Member of the Wyoming Senate from the 10th district
- Incumbent
- Assumed office January 10, 2017
- Preceded by: Phil Nicholas
- Succeeded by: Daniel Furphy

Member of the Wyoming House of Representatives from the 46th district
- In office January 13, 2009 – January 10, 2017
- Preceded by: James Slater
- Succeeded by: Bill Haley

Personal details
- Born: September 8, 1944 (age 81) Laramie, Wyoming, U.S.
- Party: Republican
- Spouse: Sharry Moniz
- Children: 2
- Profession: Businessman

= Glenn Moniz =

American politician

Glenn Moniz (born September 8, 1944) is an American politician and a Republican member of the Wyoming Senate representing District 10 since January 10, 2017.

==Elections==

===2008===
When incumbent Republican Representative James Slater retired and left the District 46 seat open, Moniz ran unopposed for the Republican nomination He won the general election with 2,513 votes (48.6%) against Democratic nominee Jim Thompson.

===2010===
Moniz ran unopposed in both the Republican primary and the general election.

===2012===
Moniz ran unopposed in the Republican primary, winning with 929 votes.

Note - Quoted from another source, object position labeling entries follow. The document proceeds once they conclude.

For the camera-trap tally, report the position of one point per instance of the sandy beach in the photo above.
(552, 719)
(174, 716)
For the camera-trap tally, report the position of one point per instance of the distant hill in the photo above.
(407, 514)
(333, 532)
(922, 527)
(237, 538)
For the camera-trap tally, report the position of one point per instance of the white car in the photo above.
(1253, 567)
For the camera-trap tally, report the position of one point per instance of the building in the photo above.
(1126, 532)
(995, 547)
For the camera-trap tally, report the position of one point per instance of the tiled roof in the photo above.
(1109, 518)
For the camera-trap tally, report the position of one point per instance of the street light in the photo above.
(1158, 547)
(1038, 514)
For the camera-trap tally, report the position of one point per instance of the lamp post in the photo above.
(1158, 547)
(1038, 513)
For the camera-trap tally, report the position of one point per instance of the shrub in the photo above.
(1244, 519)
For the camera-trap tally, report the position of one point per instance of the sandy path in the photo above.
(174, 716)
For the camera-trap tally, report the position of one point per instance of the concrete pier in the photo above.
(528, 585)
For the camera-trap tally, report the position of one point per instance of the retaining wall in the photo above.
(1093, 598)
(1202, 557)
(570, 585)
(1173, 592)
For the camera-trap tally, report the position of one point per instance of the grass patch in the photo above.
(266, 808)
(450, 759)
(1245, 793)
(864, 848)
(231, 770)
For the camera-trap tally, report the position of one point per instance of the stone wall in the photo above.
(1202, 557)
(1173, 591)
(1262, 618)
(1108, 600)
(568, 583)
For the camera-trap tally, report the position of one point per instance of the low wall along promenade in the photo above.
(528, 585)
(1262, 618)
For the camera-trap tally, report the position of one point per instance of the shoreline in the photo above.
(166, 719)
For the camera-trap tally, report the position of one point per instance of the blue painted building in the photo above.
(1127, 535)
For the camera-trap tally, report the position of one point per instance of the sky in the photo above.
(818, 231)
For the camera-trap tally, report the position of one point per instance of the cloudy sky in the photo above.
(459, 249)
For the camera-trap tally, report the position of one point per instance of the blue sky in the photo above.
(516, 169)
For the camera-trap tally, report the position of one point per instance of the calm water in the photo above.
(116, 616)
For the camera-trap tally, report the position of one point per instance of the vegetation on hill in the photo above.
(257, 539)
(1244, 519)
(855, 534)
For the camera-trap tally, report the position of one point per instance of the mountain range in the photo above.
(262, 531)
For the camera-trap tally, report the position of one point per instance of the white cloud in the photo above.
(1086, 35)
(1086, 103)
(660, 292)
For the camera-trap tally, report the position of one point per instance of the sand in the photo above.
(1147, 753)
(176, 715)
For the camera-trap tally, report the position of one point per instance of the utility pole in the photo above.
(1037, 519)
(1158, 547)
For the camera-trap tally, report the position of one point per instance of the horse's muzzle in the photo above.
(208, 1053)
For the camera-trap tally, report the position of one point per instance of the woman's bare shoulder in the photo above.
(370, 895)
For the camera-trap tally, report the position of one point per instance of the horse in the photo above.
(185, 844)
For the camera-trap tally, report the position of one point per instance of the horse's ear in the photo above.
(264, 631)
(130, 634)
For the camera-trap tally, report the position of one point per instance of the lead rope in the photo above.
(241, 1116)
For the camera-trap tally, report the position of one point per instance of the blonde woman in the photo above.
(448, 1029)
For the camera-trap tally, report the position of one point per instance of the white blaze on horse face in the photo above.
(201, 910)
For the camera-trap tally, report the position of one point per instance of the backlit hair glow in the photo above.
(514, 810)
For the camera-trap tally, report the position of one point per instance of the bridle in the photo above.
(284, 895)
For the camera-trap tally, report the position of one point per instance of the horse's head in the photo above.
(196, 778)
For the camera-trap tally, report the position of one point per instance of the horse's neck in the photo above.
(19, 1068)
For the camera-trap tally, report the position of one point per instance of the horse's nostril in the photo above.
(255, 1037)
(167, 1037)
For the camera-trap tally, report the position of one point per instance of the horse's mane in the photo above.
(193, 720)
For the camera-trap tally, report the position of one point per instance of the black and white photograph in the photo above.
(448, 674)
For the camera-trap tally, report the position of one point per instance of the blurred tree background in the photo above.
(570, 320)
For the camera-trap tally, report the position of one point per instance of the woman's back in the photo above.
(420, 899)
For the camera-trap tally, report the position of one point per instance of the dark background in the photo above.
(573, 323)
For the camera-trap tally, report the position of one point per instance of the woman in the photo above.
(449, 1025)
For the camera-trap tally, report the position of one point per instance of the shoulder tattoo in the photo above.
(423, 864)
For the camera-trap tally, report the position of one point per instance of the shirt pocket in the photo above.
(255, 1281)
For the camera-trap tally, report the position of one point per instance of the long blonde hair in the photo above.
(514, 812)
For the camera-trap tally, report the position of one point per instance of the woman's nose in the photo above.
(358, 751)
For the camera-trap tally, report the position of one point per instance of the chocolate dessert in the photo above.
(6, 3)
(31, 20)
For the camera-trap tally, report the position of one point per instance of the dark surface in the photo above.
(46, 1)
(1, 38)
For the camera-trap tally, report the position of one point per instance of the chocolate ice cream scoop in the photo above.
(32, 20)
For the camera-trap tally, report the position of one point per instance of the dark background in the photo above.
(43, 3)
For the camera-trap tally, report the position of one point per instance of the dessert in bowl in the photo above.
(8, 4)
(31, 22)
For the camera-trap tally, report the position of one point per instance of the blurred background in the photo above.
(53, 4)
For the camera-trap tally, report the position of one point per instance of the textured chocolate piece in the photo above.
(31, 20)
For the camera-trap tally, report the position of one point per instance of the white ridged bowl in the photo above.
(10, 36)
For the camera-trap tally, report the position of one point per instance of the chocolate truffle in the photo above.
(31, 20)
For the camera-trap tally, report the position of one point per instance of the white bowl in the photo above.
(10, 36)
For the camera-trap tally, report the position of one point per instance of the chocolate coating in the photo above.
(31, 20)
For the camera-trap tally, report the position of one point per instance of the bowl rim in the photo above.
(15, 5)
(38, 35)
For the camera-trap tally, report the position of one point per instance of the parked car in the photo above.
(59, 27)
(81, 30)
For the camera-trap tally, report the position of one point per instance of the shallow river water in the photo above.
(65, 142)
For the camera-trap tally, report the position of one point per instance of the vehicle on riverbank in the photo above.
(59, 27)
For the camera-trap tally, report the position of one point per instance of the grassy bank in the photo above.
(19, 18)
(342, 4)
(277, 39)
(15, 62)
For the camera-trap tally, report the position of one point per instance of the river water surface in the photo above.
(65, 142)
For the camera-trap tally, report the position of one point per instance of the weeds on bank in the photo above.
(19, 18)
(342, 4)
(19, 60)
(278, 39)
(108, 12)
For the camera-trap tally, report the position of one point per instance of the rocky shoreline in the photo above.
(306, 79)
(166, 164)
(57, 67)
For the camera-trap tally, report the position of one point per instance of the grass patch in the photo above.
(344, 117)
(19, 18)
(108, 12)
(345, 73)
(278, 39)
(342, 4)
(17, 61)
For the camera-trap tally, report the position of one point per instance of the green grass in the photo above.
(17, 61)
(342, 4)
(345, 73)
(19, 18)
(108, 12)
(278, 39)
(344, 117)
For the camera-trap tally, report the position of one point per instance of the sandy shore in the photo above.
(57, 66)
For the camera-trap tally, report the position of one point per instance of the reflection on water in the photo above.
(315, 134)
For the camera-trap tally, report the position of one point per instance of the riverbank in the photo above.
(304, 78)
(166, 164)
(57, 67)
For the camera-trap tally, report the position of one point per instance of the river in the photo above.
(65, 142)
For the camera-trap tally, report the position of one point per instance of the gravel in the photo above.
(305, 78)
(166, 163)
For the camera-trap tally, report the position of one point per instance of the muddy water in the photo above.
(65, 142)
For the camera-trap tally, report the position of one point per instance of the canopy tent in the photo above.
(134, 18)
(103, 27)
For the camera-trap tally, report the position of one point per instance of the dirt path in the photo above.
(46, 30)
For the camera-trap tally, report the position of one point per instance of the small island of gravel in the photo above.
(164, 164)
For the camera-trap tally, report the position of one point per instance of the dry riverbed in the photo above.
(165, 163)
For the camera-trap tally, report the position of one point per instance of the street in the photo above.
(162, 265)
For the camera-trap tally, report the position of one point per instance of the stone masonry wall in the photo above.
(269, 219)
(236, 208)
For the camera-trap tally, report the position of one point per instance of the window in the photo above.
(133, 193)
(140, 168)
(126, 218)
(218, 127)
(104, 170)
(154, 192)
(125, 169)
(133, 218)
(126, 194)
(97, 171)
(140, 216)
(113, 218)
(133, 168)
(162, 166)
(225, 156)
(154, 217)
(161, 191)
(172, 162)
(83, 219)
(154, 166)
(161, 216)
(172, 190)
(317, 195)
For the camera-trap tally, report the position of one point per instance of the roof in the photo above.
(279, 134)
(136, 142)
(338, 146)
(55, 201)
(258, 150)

He won the general election with 56% of the vote against Democratic nominee Kennedy Penn-O'Toole.

===2014===
Moniz ran unopposed in the Republican primary and defeated Democratic candidate Mike Selmer in the general election, winning 54% of the vote.

===2016===
When incumbent Republican State Senate President Phil Nicholas retired, Moniz ran unopposed in the Republican primary. He defeated Democratic nominee Narina Nunez with 57% of the vote.